If upregulation of the X chromosome occurs at the level of transcription, one would expect higher occupancy by active forms of RNA polymerase II on the X chromosome. To test this idea, we used an undifferentiated female embryonic stem (ES) cell line (PGK12.1) with two active X chromosomes and an X:A expression ratio of 1.4 (ref. 27). Because the X:A expression ratio should theoretically be 2 if X-linked expression were doubled by dosage-compensation mechanisms, the observed lower ratio suggests that dampening of X-linked expression occurs in PGK12.1 cells, thus allowing the survival of this particular cell line28. Most female ES cell lines lose one X chromosome, likely as a result of the deleterious effects of high X-linked expression, which is also the probable cause of lethality in mouse embryos engineered to retain two active X chromosomes29.
Chromatin immunoprecipitation combined with DNA array (ChIP-chip) analyses of PGK12.1 cells showed, in two separate experiments, that the form of RNA polymerase II that is phosphorylated at Ser5 (PolII-S5p), which is specifically associated with active transcriptional initiation30, was more highly enriched at the 5′ end of genes on the X chromosome than for autosomal genes (Fig. 3a and Supplementary Fig. 5).
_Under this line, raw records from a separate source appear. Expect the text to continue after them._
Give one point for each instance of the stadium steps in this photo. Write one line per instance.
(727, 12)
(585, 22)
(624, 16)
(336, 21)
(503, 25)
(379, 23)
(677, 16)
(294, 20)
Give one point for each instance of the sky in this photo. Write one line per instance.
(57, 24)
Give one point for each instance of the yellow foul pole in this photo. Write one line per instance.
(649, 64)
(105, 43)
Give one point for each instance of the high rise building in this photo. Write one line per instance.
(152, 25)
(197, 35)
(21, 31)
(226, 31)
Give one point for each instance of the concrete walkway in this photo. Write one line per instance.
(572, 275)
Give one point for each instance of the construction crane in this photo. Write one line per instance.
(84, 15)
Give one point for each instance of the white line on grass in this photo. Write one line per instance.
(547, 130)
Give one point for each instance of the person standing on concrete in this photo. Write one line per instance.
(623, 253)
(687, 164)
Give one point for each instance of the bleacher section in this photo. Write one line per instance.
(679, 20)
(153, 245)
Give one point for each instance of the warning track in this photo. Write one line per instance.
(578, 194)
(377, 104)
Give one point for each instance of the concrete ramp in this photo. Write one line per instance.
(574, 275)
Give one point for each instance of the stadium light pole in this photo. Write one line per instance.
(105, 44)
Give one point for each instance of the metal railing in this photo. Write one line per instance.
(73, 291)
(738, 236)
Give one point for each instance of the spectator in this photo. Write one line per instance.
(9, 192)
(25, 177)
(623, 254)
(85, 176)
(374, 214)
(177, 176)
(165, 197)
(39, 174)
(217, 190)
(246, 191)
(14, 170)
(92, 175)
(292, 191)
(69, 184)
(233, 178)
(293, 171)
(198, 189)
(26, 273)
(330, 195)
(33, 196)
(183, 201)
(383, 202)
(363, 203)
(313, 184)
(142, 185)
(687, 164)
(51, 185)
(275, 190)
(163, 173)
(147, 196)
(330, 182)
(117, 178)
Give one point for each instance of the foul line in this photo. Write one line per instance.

RNA-seq analyses confirmed higher levels of expressed X-linked genes in this cell line (Fig. 3b). When we sorted genes into nine bins based on expression, X-linked genes in the upper four bins had higher PolII-S5p occupancy relative to autosomal genes (Fig. 3b). As expected, no such difference between the X chromosome and autosomes was apparent among genes with low or no expression. Scatter plots confirmed that PolII-S5p occupancy depended on expression levels (Fig. 3c) as was shown in another system31. This RNA-independent evidence strongly supports upregulation of expressed X-linked genes and provides a plausible mechanism for mediating increased expression in mammals.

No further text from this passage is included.